Re: Merge commit diff results are confusing and inconsistent
- Date: Mon, 6 May 2019 10:38:12 -0500
- From: Robert Dailey <rcdailey.lists@xxxxxxxxx>
- Subject: Re: Merge commit diff results are confusing and inconsistent
I feel like you got hung up too much on exact wording of what I was
trying to describe. I do apologize I don't have the background to
explain things 100% accurately, especially at a low level. My
explanations are mostly intended to be as a user, based on what is
observable, and based on intent. I'll clarify in the quotes below...

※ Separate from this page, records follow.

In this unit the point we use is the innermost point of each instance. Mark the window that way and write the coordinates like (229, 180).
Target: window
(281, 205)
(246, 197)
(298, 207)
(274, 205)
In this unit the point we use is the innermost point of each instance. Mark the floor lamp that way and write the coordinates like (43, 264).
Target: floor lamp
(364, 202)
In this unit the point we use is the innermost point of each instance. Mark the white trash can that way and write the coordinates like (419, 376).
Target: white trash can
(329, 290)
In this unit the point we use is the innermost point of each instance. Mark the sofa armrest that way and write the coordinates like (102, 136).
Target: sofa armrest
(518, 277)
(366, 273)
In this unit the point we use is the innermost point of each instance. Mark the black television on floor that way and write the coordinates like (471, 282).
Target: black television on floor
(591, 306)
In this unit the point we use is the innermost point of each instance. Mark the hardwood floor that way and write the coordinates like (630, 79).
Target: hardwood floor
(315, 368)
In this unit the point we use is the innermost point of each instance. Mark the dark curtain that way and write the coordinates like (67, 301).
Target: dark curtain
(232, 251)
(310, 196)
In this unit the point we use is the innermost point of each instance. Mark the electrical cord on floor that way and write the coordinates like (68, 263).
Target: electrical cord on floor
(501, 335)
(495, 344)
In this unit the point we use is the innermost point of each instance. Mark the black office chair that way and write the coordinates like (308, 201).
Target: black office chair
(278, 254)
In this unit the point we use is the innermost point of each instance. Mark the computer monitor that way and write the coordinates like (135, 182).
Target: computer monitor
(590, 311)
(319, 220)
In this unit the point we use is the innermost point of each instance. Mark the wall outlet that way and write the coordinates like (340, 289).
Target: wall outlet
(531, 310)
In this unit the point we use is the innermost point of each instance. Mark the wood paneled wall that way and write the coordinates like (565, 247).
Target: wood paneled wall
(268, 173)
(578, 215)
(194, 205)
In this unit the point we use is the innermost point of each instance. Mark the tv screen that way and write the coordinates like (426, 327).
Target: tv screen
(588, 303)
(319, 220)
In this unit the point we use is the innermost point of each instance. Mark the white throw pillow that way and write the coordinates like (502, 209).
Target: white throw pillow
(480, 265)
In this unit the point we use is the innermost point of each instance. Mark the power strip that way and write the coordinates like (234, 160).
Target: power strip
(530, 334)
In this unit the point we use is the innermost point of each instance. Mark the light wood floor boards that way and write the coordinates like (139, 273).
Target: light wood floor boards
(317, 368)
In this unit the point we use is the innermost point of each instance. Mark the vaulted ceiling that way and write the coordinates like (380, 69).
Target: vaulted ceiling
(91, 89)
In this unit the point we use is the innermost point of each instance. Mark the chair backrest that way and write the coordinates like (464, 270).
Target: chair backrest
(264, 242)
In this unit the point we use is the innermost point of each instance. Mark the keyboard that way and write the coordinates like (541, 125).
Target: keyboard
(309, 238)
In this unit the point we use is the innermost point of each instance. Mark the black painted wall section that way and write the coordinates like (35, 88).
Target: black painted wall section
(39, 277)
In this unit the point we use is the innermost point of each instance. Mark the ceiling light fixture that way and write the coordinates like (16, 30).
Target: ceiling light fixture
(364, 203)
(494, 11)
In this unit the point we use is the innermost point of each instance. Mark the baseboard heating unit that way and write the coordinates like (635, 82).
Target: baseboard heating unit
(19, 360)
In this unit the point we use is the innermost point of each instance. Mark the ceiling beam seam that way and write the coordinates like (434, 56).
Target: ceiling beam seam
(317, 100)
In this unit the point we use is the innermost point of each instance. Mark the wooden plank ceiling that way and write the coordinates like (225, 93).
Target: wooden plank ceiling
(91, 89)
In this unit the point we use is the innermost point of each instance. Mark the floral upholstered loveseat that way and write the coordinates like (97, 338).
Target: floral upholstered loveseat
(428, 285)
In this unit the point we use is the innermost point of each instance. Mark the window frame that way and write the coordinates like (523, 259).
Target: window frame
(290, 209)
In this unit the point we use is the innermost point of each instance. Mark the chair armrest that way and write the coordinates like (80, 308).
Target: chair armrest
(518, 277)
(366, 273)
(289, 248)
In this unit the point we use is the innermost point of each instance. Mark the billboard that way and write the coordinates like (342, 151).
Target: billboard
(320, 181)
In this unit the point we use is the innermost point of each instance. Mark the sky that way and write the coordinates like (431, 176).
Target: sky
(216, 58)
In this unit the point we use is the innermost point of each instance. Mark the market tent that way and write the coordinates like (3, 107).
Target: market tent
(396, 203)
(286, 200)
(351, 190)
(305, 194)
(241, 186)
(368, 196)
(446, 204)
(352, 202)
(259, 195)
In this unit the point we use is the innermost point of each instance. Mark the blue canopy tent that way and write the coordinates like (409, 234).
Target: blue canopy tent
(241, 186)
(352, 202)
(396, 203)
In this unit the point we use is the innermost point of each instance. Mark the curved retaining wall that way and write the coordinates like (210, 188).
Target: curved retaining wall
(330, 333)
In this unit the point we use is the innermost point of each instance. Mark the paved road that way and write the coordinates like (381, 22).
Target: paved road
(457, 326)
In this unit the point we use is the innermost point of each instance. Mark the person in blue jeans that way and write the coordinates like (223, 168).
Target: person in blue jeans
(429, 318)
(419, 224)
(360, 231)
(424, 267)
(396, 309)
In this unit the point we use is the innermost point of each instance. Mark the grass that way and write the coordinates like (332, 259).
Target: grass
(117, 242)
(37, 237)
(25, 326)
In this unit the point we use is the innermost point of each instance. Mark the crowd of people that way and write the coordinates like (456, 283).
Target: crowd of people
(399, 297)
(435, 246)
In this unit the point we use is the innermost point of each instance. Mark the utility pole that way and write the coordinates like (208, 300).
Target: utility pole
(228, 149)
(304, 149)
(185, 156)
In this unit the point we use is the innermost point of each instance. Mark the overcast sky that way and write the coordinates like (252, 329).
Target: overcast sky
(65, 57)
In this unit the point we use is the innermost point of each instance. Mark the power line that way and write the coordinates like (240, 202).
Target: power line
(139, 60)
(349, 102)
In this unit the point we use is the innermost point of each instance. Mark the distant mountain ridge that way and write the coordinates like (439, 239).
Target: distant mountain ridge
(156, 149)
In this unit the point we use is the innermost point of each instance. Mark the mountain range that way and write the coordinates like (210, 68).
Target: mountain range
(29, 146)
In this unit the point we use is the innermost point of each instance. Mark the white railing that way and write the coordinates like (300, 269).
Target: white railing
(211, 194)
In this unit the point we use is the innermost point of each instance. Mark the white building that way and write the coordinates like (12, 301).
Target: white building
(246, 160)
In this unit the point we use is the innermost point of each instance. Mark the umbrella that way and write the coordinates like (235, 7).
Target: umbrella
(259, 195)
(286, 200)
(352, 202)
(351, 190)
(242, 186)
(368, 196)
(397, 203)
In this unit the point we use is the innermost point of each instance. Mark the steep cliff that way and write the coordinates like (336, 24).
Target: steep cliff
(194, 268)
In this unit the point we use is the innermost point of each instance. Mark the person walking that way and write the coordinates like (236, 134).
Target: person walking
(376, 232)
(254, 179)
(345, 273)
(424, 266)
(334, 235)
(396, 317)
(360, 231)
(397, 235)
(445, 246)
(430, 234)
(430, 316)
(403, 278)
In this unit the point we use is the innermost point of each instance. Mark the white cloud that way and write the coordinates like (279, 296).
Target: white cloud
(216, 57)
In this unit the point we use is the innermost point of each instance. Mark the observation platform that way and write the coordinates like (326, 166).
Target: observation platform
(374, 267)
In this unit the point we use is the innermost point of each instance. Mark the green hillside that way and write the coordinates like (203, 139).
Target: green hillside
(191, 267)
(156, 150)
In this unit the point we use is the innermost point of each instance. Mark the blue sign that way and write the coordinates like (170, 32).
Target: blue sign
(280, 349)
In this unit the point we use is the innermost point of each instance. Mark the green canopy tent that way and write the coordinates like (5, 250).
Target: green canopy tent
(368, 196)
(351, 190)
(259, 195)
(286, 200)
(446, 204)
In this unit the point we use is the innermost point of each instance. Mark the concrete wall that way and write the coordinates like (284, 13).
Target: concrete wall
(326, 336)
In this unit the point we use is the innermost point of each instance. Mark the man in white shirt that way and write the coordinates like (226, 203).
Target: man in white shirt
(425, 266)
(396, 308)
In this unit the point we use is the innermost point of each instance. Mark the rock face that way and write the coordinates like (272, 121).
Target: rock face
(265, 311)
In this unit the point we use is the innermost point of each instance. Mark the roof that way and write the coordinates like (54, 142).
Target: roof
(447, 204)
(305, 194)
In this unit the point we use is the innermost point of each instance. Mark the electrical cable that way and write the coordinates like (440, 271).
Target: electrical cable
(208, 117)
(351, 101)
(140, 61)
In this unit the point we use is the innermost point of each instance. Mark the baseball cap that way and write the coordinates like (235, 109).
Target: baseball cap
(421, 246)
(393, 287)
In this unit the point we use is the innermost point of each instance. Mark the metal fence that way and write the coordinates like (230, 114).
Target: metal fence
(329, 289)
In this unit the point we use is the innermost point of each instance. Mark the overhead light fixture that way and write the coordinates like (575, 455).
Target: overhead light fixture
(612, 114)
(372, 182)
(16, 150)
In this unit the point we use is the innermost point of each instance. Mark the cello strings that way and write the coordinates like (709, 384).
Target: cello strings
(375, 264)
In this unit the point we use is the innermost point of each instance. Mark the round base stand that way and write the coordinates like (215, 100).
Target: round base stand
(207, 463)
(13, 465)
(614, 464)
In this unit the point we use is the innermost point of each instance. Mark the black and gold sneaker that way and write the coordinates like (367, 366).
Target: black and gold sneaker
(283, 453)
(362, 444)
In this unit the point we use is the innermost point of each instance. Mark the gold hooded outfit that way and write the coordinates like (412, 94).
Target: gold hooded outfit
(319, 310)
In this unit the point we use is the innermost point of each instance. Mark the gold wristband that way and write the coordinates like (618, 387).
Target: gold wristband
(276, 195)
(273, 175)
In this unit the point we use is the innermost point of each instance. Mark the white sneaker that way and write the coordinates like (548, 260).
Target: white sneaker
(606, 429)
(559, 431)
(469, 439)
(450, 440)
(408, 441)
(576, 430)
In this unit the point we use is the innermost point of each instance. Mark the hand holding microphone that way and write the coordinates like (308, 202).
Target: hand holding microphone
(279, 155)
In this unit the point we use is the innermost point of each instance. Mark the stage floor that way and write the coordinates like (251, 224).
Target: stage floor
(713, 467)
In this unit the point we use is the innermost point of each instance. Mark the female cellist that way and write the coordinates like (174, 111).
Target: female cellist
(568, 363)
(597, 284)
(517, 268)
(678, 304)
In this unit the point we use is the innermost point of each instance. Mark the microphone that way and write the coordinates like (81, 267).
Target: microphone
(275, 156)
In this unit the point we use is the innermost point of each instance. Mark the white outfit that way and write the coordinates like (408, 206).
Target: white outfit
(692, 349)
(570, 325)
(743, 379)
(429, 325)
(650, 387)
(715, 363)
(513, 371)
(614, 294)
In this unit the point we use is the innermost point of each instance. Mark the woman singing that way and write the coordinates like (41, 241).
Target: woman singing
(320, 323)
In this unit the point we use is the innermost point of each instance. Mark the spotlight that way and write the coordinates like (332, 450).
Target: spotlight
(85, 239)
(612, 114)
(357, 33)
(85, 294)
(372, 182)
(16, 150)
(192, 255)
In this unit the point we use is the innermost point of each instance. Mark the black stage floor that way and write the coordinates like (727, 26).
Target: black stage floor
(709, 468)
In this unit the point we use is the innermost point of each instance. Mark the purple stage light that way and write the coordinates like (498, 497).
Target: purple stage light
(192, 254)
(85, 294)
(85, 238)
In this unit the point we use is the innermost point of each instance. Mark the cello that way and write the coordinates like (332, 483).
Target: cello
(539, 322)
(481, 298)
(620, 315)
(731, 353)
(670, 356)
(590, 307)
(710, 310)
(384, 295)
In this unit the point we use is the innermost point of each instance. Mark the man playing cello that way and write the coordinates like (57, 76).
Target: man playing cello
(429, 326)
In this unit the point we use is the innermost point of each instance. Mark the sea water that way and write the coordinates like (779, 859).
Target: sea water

On Fri, May 3, 2019 at 2:12 PM Eckhard Maaß
> Hold on. Basically, there is no such thing as "committed directly" for a
> merge. You only have differences of the commit to its parents. What you
> aim for are changes that you cannot find in either preimage - and this
> can be observed best with the --cc option. Maybe also interesting would
> be -c for showing a comined diff and -m for showing diffs to parents
> after one another.
"Committed directly" here means that I made some changes, none of
which is part of a parent commit. Since no additional commits were
made following the merge, I assume that within the merge commit is
some type of diff. If I perform a merge, make some changes, and amend
those changes into the merge, in mind they ARE contained in that merge
commit. The underlying machinery doesn't matter here: This is the
observable state to the user.
Maybe the machinery, which I have no knowledge of or transparency
into, is important because it is affecting the behavior I'm seeing
when I do the diffs? Not sure...
> There shouldn't be "just the diff of <commit>" - you always have to tell
> where to diff it too, intrinsically Git does not save patches, but the
> whole content, after all.
I do understand this. But again, I'm not trying to be super technical
here. In plain english, all I'm trying to say is that I want to see
the changes that 1 commit introduces into the code base. So when it
comes to communicating the end result I want, I talk about it in terms
of 1 commit (the merge commit). The means to get that output is part
of my question and overall confusion. But as a baseline, I want to
clarify that I do understand a range is required input for the diff
command. In the case of merge commits, the way you specify the ranges
has many forms so I'm not sure based on the results I see, which one
is correct or what they all mean.
> Somebody else might know better why the diff actually produced the
> results you were looking for. I admit it is puzzling to me - I would
> have expected to error it out on the output of git rev-parse as there
> are three items.
Actually I can't think of any other command that can show me what
revision ranges translate to in "raw" commits. To me the raw forms are
always <sha1> and ^<sha1>, repeated as many times and in as many
orders necessary. Don't all of the vanity revision specifications
ultimately boil down to "from this parent" and "not from this parent"?